Saturday, August 27, 2011

Little Cottonwood Canyon: Secret Lake and Sugarloaf Road

Distance: About 5 miles in total (a guess)
Elevation Gain: About 1200 ft
Highest Point:  9220 feet at Secret Lake, and about 10200 feet up Sugarloaf Road
Time: About five hours including a lot of stopping, hanging out, and lunch-eating, as well as a walk all the way down the road from the trailhead to the parking lot at Alta.
General Impression:  The scenery is beautiful (lots of wildflowers!) but the crowds were noisy and thick and a bit annoying.  There were LOTS of children.  Note to self: Do not decide to walk back to the car.  It takes way too long and your feet will be tired and you'll regret it!

The day before setting off on this hike, we went to REI and spent 4 hours and lots of dollars on everything we expected we would need for camping.  We made a reservation for Labour Day weekend for our first trip, so we needed to get set up!  That shopping trip included new hiking boots for both Steve and I!  I definitely did not want to continue hiking in my Nike running shoes, and his basque hiking shoes were worn right now.  We both found ourselves some good quality, none-too-cheap Asolos, and for this hike we planned to break them in.  We also brought along our brand new water filter, just to make sure we knew how to use it.

We drove up to Alta ski resort and read a sign that said the parking lot at the Albion Basin was full so we should take the free shuttle.  Not wanting to be left without a parking spot, we parked the car and waited a few minutes for a little white shuttle bus to appear.  Us and a million other people packed onto the bus.  It was so squishy that Steve had to sit on the floor!  There were two ladies having a loud conversation and we were a bit annoyed to have to listen to them for the full ten minute ride up the rest of the way to the trailhead.

The area was truly beautiful.  Amazing wildflowers abounded, we crossed a few little streams, and the views of the valley were striking.  We were stuck just ahead of those annoyingly loud ladies, so we headed off to a viewpoint to let them pass.  While we were admiring the view, we heard the young family next to us speaking in Hebrew, so we started chatting with them and talking about the Jewish community in Salt Lake.  There is one, in case you wanted to know, and it's small but present.

After a good twenty minute chat with this family, we kept on going up to Secret Lake.  It was awesome!  The lake reflected the tall mountain peaks above it.  We climbed up onto a tall rock formation and admired the lake and mountains for a while.  Since it had been an easy ascent to the lake, we decided to keep on walking up what I think is called Sugarloaf Road, a wide road underneath an Alta ski lift that lead us up higher into the mountain.  A few mountain bikers sped past us, heading down the road.  There was some kind of re-seeding project going on that we didn't know about or what it was, and some hiker's told us we shouldn't be walking on it.  Good to know!
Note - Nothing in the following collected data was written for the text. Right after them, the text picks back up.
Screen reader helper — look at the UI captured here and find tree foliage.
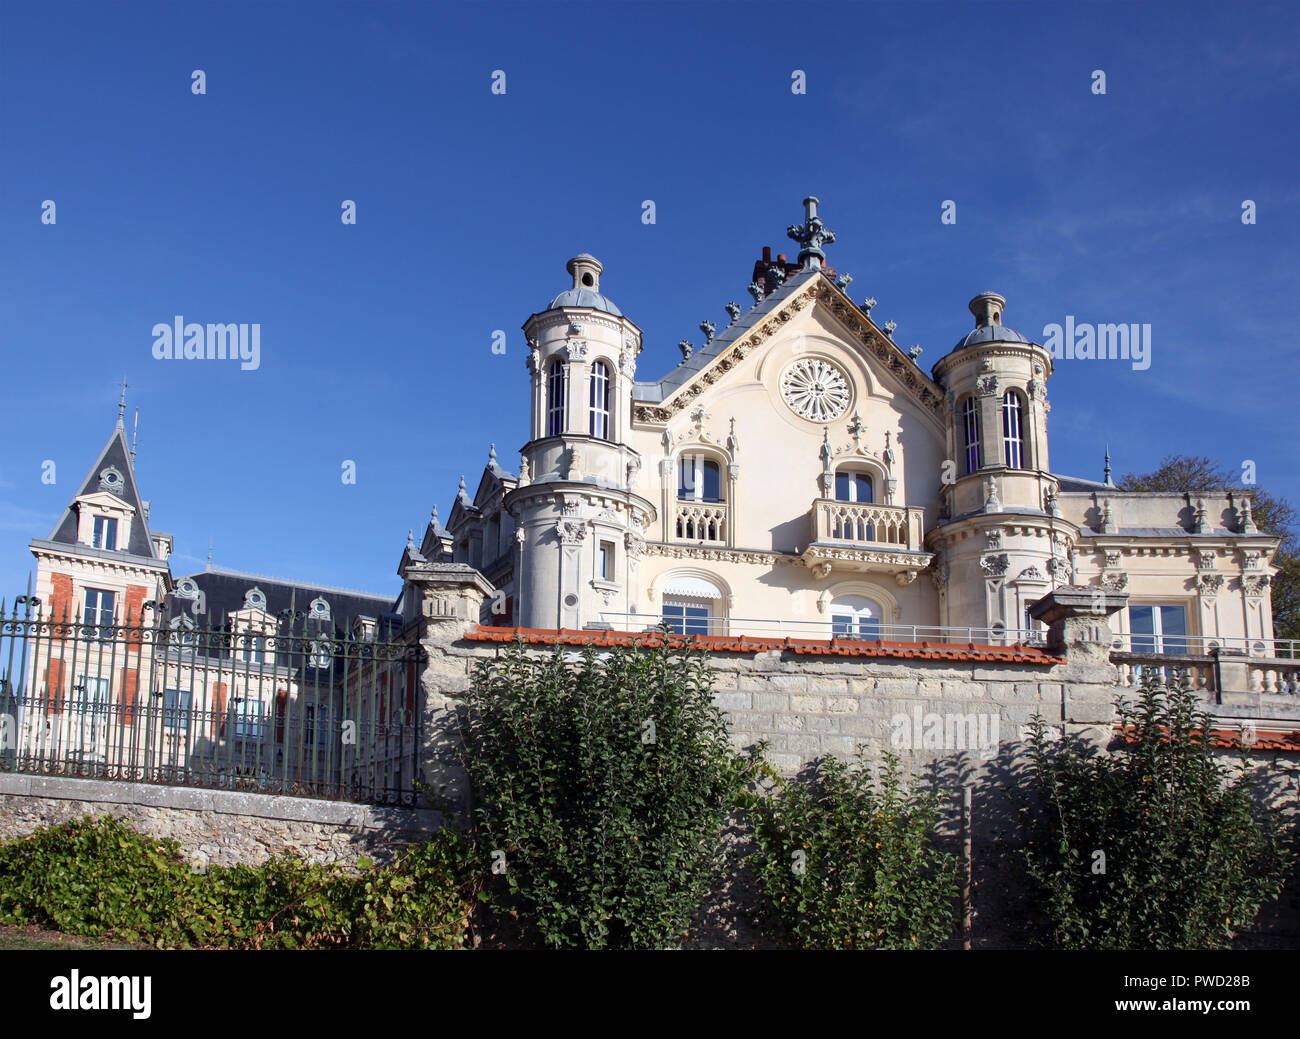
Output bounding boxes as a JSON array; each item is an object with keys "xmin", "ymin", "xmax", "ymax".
[
  {"xmin": 1118, "ymin": 453, "xmax": 1298, "ymax": 639},
  {"xmin": 1018, "ymin": 669, "xmax": 1293, "ymax": 949},
  {"xmin": 748, "ymin": 750, "xmax": 959, "ymax": 949},
  {"xmin": 458, "ymin": 634, "xmax": 754, "ymax": 949}
]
After less than an hour more of hiking, we stopped for lunch.  I had brought a little picnic of tomato, cheese, avocado, bread, some tangerines, and trail mix.  It was a delicious lunch, if a bit difficult to cut and prepare without a plate or chopping board.  Next time we'll remember that.

It was getting chilly at the top, so we decided to make our way down.  Once back at Secret Lake we took out our new water filter and gave it a try.  We pumped our Nalgene full of lake water and had a taste.  I guess it tasted pretty good, but I still feel weird drinking lake water.  Our stomachs were fine, I'm happy to report.

We walked all the way down to the trailhead and then Steve said, "hey, why don't we walk back to the car?  It's probably only, like, fifteen more minutes."  I was a bit skeptical about his time estimate, since the bus took a good ten or so minutes to drive that distance, but I agreed.  An hour later, after much complaining and sulking and tired feet and absolutely breathtaking views, we finally arrived at the car.

I fell asleep on the drive home, and we took a soothing hot tub on the rooftop when we got home.  We were both very happy to find our feet blister-free and tired but not sore; it was a great first run of our new boots!

This was definitely a beautiful hike and beautiful area, but I might try another route in the Albion Basin that escapes some of the crowds.  Either that or I would leave earlier in the day for that same reason.